NEW YORK: Despite the Securities and Exchange Commission's just-released guidelines embracing social media, corporate comms executives say companies should not abandon traditional methods of communicating with investors.
The SEC said Tuesday that companies could use Twitter, Facebook, and other social media channels to communicate with investors as long as they tell them up-front which outlets they will use.
The decision followed an investigation by the SEC into whether Netflix CEO Reed Hastings violated a rule when he posted on his personal Facebook page last July that the service had exceeded 1 billion hours viewed in a month. The agency said it would not pursue civil charges against Hastings, but he would have run afoul of the new ruling because he had not previously announced corporate information on his Facebook page or informed investors that he would do so using that platform. Since the Netflix situation, companies have been waiting for clarity from the SEC on the role of social media in corporate disclosures.
Many investors and analysts are still uncomfortable using social media, says Brian Schaffer, transaction services practice leader at Prosek Partners.
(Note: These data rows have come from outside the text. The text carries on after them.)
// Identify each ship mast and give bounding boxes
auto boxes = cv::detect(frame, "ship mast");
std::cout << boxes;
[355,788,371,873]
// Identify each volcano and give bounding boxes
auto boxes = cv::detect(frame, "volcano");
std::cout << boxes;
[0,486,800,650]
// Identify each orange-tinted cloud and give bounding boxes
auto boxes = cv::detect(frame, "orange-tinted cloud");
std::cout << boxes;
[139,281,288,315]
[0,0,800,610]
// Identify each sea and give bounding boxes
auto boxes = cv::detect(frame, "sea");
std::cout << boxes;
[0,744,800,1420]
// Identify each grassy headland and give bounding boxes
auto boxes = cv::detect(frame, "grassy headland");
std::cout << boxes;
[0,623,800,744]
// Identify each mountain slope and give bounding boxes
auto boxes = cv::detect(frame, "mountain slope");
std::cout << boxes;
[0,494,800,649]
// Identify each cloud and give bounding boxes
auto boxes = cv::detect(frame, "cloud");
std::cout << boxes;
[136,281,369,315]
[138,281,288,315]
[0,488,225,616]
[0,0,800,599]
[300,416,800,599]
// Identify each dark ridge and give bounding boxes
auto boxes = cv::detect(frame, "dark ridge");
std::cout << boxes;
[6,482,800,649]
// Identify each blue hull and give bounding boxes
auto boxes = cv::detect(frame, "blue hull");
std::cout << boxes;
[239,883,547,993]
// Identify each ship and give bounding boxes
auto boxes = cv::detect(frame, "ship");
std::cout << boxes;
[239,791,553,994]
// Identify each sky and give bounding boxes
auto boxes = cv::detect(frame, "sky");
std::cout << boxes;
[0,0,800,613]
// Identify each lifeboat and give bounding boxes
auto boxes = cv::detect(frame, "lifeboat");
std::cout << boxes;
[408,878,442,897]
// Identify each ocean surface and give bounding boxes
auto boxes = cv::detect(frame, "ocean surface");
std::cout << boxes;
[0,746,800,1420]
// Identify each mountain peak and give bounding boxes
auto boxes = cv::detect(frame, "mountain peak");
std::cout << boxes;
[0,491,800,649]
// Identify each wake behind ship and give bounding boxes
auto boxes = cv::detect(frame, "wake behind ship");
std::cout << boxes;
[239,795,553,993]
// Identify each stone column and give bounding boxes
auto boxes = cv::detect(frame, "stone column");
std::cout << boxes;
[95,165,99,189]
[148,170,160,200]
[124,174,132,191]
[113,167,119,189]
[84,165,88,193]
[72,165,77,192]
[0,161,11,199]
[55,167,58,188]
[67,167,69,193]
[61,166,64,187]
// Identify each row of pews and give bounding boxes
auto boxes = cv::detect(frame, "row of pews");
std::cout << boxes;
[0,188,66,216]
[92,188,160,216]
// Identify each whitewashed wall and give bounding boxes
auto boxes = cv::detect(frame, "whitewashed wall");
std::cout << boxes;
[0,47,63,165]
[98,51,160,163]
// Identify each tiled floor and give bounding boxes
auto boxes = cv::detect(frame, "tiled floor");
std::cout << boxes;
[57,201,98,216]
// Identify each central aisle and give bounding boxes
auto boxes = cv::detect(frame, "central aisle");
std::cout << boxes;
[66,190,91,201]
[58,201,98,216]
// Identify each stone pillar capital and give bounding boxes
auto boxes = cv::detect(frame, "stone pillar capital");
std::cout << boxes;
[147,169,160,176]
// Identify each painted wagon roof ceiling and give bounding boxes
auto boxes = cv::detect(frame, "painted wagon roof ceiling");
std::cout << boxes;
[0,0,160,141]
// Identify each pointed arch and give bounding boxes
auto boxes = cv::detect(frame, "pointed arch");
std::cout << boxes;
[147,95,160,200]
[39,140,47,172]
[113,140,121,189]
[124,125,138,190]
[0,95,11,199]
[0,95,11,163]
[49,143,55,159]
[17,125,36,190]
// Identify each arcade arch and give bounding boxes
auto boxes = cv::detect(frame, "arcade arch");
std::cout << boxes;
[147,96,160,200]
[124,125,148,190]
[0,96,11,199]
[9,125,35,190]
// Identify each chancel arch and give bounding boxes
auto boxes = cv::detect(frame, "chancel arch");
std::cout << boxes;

Social media should be a “complement, not a replacement” for traditional disclosure platforms, he says. At large institutions where compliance departments block access to personal email, video, and sites like Facebook and Twitter, communication via social channels is “likely to fall on deaf ears,” he adds.
Bob Pearson, president at W2O Group, says social media can be a useful complement to press releases, corporate sites, 8-K forms, and earnings calls because it gives companies access to a wider audience.
“It allows companies to have a wider reach more quickly. People are getting news from these other channels,” Pearson explains.
The SEC's relaxed stance on social media can also open opportunities for storytelling in investor relations, says Jeff Zilka, GM and EVP of financial communications and IR at Edelman.
“The best IR officers have already been using storytelling methods in partnership with corporate communications executives, but I think that is going to become mainstream and a core skill,” he says.
In 2008, the SEC issued guidance allowing companies to disclose sensitive information to investors through corporate websites, email alerts, RSS feeds, and blogs. In its latest report, the agency calls social media “an extension of these concepts,” but says that executives' personal social media sites should not automatically be assumed to be appropriate disclosure channels even if they have a large number of followers or subscribers.
Because social media posts tend to be brief, IR execs should be careful to provide context for corporate information they share on those platforms, says Lisa Rose, senior MD and head of the IR practice at Dix & Eaton.
“In the 140 characters you're given [on Twitter] to tell your news, would you be providing the full perspective, or is there a risk that people will misinterpret things?” Rose cautions.
Additionally, companies should ensure their tone and message is consistent across social and traditional channels, says ICR CEO Tom Ryan.
“It needs to be done in a way that's not overly promotional and sticks to the facts,” Ryan explains. “I would advise against something inflammatory where you put out an earnings release in a factual manner and then post something on Twitter like, ‘We blew earnings away.' That would be a hit to a company's credibility.”
According to a 2012 survey by the Conference Board and Stanford University, only 14.4% of companies communicate with shareholders via social media. However, communications leaders say that is likely to evolve, just as more companies began using their corporate sites to disclose information after the SEC deemed it appropriate in a 2008 ruling.
“Maybe someday social media will be on par with what we consider today to be traditional,” Schaffer says. “We used to do radio tours with clients, but no one today would use radio as a primary disclosure point.”